Russian boycott barely affected Dutch exports

Russian boycott barely affected Dutch exports

Only 0.1 percent of total Dutch exports of goods is affected by the Russian boycott of agricultural products, but the boycott predominantly concerns exports of products made in the Netherlands, which have the highest profit margins, according to figures released by Statistics Netherlands.

The Netherlands exported nearly 7 billion euros worth of goods to Russia in 2013, i.e. less than 2 percent of total Dutch exports (433 billion euros). Russia occupies eleventh place on the list of important export destinations.

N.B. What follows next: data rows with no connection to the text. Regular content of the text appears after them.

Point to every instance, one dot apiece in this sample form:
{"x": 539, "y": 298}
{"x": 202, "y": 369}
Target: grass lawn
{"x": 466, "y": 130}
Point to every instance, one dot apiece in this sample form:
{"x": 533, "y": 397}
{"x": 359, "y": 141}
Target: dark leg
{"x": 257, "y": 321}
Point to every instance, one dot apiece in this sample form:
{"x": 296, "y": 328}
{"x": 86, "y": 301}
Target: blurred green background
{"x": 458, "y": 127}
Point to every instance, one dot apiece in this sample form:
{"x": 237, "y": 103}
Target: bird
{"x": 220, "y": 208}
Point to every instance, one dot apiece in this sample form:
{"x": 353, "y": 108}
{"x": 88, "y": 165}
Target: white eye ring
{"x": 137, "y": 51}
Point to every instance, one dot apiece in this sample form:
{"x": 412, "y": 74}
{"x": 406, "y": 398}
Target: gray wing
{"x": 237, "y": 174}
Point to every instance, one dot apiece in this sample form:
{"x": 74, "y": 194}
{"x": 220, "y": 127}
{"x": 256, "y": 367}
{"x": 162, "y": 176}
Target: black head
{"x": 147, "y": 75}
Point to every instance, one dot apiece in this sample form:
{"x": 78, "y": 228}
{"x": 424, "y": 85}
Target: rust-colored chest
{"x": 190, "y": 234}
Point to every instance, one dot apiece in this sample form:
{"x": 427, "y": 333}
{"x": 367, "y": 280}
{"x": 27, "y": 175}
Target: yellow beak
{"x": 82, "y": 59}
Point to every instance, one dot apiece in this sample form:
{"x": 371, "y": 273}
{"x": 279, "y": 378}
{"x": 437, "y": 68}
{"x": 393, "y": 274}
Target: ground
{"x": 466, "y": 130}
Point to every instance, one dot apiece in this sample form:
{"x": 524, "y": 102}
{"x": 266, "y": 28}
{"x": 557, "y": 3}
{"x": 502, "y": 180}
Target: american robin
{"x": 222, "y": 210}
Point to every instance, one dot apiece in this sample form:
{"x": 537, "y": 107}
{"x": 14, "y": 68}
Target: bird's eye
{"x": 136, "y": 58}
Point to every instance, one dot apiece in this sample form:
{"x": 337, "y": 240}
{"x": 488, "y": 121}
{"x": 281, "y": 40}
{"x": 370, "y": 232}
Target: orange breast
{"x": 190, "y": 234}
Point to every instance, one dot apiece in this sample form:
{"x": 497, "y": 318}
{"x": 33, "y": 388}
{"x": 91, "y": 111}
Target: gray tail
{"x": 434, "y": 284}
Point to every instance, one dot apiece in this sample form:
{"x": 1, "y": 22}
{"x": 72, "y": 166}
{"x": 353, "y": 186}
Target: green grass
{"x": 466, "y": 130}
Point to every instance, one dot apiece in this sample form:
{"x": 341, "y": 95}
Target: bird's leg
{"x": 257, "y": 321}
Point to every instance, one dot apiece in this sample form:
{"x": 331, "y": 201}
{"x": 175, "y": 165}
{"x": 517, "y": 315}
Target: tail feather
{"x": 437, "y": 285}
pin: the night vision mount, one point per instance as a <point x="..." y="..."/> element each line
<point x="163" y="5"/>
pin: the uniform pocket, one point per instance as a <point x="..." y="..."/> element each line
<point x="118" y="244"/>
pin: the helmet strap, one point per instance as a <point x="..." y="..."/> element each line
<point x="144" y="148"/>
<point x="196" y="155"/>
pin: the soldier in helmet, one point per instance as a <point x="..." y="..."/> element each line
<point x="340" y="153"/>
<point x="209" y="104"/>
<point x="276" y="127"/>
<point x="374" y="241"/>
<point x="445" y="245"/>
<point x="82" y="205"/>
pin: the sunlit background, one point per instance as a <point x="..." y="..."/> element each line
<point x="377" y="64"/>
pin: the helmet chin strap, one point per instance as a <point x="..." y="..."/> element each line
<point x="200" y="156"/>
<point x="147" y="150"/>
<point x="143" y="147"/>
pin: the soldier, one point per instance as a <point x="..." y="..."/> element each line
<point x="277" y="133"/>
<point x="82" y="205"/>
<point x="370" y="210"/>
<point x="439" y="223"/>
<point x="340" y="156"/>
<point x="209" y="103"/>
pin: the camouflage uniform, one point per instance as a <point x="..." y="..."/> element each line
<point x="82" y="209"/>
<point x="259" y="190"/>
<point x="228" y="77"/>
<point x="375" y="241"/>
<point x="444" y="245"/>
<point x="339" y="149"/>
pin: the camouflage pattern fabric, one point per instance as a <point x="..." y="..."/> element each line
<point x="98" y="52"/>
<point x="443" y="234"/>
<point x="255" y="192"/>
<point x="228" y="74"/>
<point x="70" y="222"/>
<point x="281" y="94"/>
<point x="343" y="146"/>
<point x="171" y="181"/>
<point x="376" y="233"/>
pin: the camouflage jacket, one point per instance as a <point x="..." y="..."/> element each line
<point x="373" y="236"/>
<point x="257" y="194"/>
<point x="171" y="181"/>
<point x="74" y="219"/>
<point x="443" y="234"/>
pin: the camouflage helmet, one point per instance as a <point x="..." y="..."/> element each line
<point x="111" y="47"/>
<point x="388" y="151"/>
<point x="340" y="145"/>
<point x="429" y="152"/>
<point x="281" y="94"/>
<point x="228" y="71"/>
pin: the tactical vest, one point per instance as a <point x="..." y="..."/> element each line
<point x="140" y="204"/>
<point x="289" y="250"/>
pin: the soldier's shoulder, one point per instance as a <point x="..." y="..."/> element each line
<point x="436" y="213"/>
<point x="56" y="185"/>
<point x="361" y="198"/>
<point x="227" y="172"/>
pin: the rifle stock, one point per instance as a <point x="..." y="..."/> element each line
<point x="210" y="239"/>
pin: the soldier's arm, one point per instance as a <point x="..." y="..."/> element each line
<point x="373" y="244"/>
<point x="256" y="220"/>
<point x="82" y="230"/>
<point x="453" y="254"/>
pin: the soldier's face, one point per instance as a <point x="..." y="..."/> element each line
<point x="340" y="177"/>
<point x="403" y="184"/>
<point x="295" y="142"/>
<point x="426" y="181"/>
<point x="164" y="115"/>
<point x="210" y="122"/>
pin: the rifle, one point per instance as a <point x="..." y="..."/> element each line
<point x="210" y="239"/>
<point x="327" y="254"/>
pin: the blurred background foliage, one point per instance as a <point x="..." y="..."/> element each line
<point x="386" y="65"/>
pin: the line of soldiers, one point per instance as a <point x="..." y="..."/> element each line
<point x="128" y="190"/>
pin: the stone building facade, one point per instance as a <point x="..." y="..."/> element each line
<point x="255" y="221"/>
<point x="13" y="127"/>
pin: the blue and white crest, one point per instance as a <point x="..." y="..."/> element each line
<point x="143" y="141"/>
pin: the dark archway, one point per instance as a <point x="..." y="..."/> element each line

The value of goods affected by the import ban amounted to 527 million euros in 2013, i.e. 0.1 percent of total exports at the time. Half of this amount (257 million euros) concerns dairy products. The Russian share in products subject to the boycott is also nearly 2 percent. Dutch exports to Russia during the first six months of 2014 were already 7 percent down from the same period last year.

Considerable part of Dutch goods exported to Russia manufactured domestically
No less than 91 percent of goods affected by the Russian import ban are manufactured in the Netherlands and export products made in the Netherlands have the highest profit margins. Only 60 percent of total Dutch exports to Russia concerns goods manufactured in the Netherlands. The remainder are re-exports: goods not manufactured in the Netherlands, but imported and subsequently exported without being modified in any significant way. Re-exported products have low profit margins. If re-exports are not taken into account, the share of goods affected by the Russian import ban increases from 0.1 to 0.2 percent.

Baltic states most severely affected
In 2013, three EU countries, i.e. Germany (36 billion euros), Italy (11 billion euros) and Poland (8 billion euros) reported a higher export value than the Netherlands. Relative to total exports, the Baltic states and Finland accounted for the highest exports to Russia, which is not surprising given their geographical location.

Due to the import ban on agricultural products, Lithuania, Poland, the Netherlands, Germany and Spain are hit hardest. If the volume of exports of domestically manufactured products is taken into account, Lithuania is the country that suffers most of all EU countries. Approximately 3.5 percent of Lithuania’s export is directly hit by the Russian import ban.